Indane
- Product type: LPG
- Owner: Indian Oil Corporation, Ministry of Petroleum and Natural Gas, Government of India
- Country: India
- Introduced: 1965
- Markets: India
- Tagline: Safe. Reliable. Convenient.
- Website: Indane website

= Indane (LPG) =

Household name in India

Indane is a subsidiary of Indian Oil Corporation which is under the ownership of Ministry of Petroleum and Natural Gas of the government of India. It is the world's second largest government-owned subsidiary responsible for manufacturing LPG. The brand was conceived in 1964 to bring modern cooking to Indian kitchens. The first Indane LPG connection was released on 22 October 1965 at Kolkata. Indane serves more than 130 million families through a network of 12,500 distributors. 27% of its customers reside in semi-urban or rural markets and every second LPG cooking gas connection in India is that of Indane. The sales network is backed by 47 Indane area offices. The brand has been awarded the title of "Superbrand" by Superbrand India.

==History==

The marketing operations for LPG commenced in India in 1955 at Mumbai, under the Burmah Shell Oil Company. It was not until Indian Oil took charge that it actually became a flourishing and recognizable industry. Brand Indane was conceived in 1964 and had very modest beginnings. The first Indane LPG connection was released on 22 October 1965 at Kolkata. Indane began operations in October 1965, with two dealerships in Kolkata and Patna, and a consumer base of around 2,000. At that time the concept of a cooking gas was new to the customers and they were apprehensive of keeping a gas cylinder in their kitchens, perceiving it as unsafe and a potential hazard.

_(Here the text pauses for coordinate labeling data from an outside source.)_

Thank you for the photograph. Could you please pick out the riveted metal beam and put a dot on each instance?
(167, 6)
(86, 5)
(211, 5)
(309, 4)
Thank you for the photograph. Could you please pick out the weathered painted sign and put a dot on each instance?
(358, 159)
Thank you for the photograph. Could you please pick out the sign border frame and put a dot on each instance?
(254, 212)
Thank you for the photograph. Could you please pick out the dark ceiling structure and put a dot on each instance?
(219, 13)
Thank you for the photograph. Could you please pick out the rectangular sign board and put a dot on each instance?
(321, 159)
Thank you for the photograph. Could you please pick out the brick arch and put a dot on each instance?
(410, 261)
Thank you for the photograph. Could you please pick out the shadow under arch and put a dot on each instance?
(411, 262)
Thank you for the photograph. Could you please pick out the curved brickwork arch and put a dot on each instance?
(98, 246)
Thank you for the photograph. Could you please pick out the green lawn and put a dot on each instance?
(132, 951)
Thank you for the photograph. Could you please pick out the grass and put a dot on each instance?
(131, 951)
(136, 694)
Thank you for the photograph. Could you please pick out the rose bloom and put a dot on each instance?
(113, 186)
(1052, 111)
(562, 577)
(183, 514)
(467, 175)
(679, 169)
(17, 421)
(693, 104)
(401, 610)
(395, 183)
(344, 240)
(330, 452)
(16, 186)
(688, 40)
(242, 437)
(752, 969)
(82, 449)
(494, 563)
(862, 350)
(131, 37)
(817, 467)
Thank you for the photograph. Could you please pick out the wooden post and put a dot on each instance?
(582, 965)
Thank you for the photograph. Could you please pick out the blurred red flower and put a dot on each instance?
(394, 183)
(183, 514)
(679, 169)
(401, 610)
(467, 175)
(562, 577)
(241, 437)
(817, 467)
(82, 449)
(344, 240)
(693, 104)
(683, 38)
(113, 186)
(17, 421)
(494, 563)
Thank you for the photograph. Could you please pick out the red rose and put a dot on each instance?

More than 50 years later, Indane now has a customer base of more than 130 million and its distribution network delivers more than 2 million LPG cylinders in a day.

==Plants and Distribution Network==

Bulk LPG is packed in LPG cylinders in bottling plants. IOCL currently has 91 bottling plants in the country to do such bottling. In a bottling plant, bulk LPG is received from the sources through pipelines, by road or by rail. This is then stored in the vessels and then filled in cylinders using sophisticated filling machines called Carousals. The world's highest LPG bottling plant – situated 3500 metres above sea level – is the Indane plant at Leh.

Indane has a network of more than 12,500 distributors across India with presence in more than 6,250 towns. The sales network is backed by 45 Indane area offices.